Gefahren für Bitcoin, Libra oder Gold?
Die Politik der Notenbanken kann dafür sorgen, dass Kryptowährungen nicht in gesetzliche Zahlungsmittel umgewandelt werden dürften oder das sie als Wertpapiere gelten sollten. Deshalb reagieren nicht nur die Kurse der Kryptowährungen, sondern auch die Nutzerzahlen und die Transaktionsvolumina immer sehr stark auf Meldungen zu einer möglichen Regulierung. Für die Nutzung von Kryptowährungen benötigt man regulierte Finanzinstitute, wie die Geschäftsbanken. Deshalb sind die Kryptowährungsmärkte immer noch nach Landesgrenzen aufgeteilt und fallen in den Geltungsbereich nationaler Vorschriften. Gut sichtbar ist dies z.B. beim Bitcoin, dessen lokaler Wechselkurs in Südkorea zeitweise 50% höher lag als in den USA. Daran partizipieren konnte man aber nur, wenn man in Korea ein Bankkonto führt. In Anlehnung an das koreanische Nationalgericht ist diese Bitcoin-Merkwürdigkeit „Kimchi-Prämie“ genannt. China hat Ende 2017 ein striktes Verbot des Bitcoin-Handels angedeutet, worauf sich dieser massiv zugunsten anderer asiatischer Währungen verlagerte. Seit 2018 äußern viele Behörden und internationale Instanzen Bedenken. Kryptowährungen können wie Gold ohne ein institutionelles Fundament wie Zentralbanken funktionieren.

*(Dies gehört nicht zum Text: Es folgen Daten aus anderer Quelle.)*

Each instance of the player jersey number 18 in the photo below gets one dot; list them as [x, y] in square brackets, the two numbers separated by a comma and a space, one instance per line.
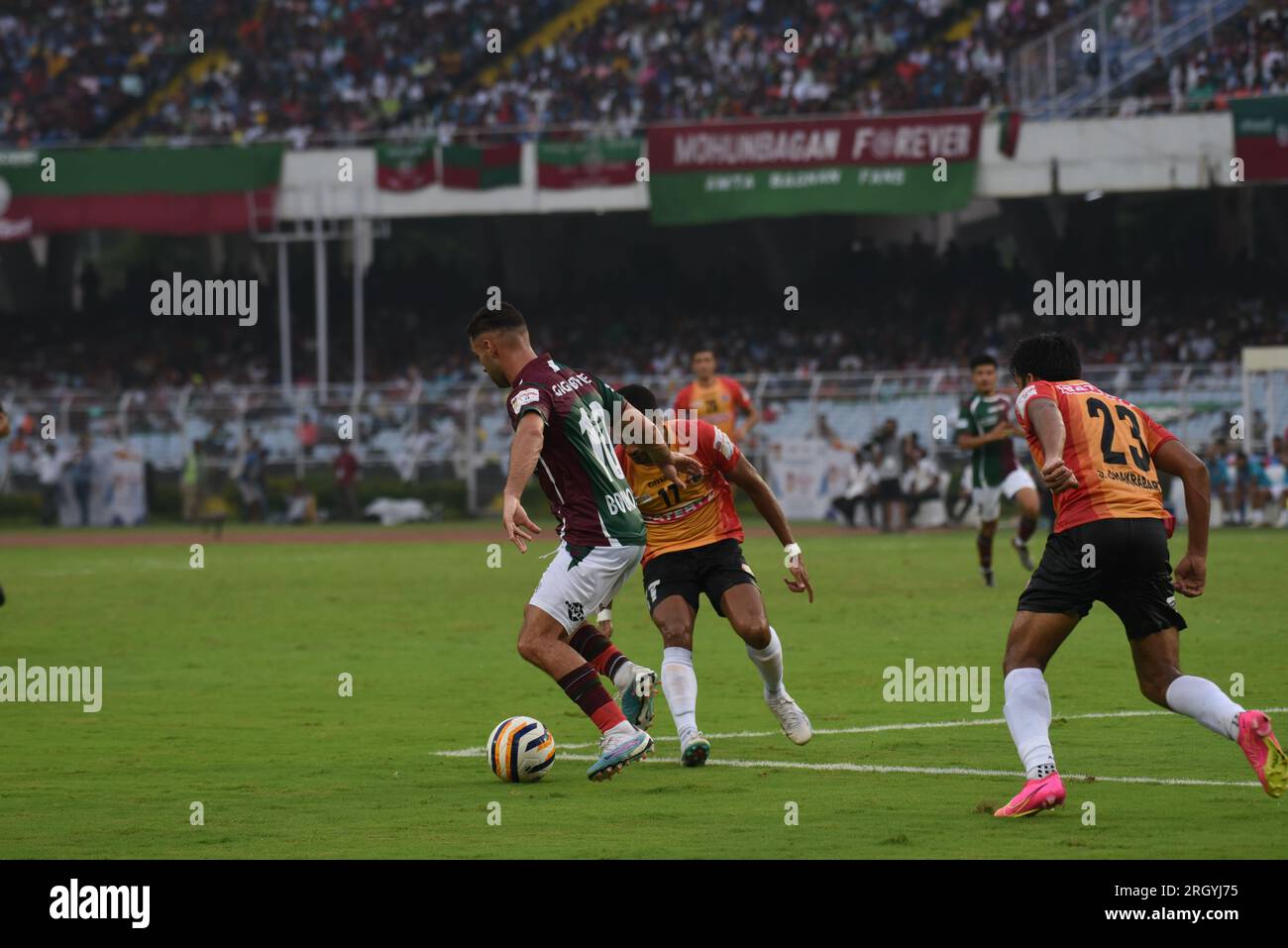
[596, 432]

Derzeit sind Kryptowährungen zunächst nicht weiter reguliert, ebenso wie Gold. Es wäre jedoch möglich, z.B. die Verwendung für bestimmte wirtschaftliche Zwecke einzuschränken. Im derzeitigen Referentenentwurf zur Novelle des Geldwäschegesetzes sind Krypto-Händler beispielsweise explizit genannt. Aktuell stellen die Kryptowährungen und Gold keine Gefahr für die internationalen Finanzmärkte dar. Neue Arten von Krypto-Produkten wie Fonds oder Derivate auf Kryptowährungen sorgen jedoch für eine stärkere Verflechtung mit dem herkömmlichen Finanzsystem.
Bitcoin, Libra oder Gold?
Kryptowährungen sind deshalb nicht wie Gold zu verstehen. Sie sind kein geeignetes Wertaufbewahrungsmittel, denn es besteht das Risiko, dass sie nicht mehr gehandelt werden dürfen. Das ist zwar unwahrscheinlich und auch schwierig international durchzusetzen. Aber es wäre machbar und damit würde die Kryptowährung sofort wertlos. Dieses Szenario gilt für Gold nicht. Es ist nicht zu erwarten, dass sich plötzlich reiche Lagerstätten finden, die günstig abgebaut werden könnten. Der Bestand an Gold steigt daher nur langsam und ebenfalls wie bei den rechenintensiven Kryptowährungen langsamer als in den Vorjahren. Gold lässt sich jedoch aus dem Wirtschaftskreislauf nicht entfernen. Es wird in der Industrie immer benötigt werden. Und im Privaten lässt es sich auch bei einem Verbot noch aufbewahren und unter Privatleuten nutzen, Stichwort Schwarzmarkt. Auch in der Vergangenheit liessen sich Goldverbote nicht vollständig durchsetzen.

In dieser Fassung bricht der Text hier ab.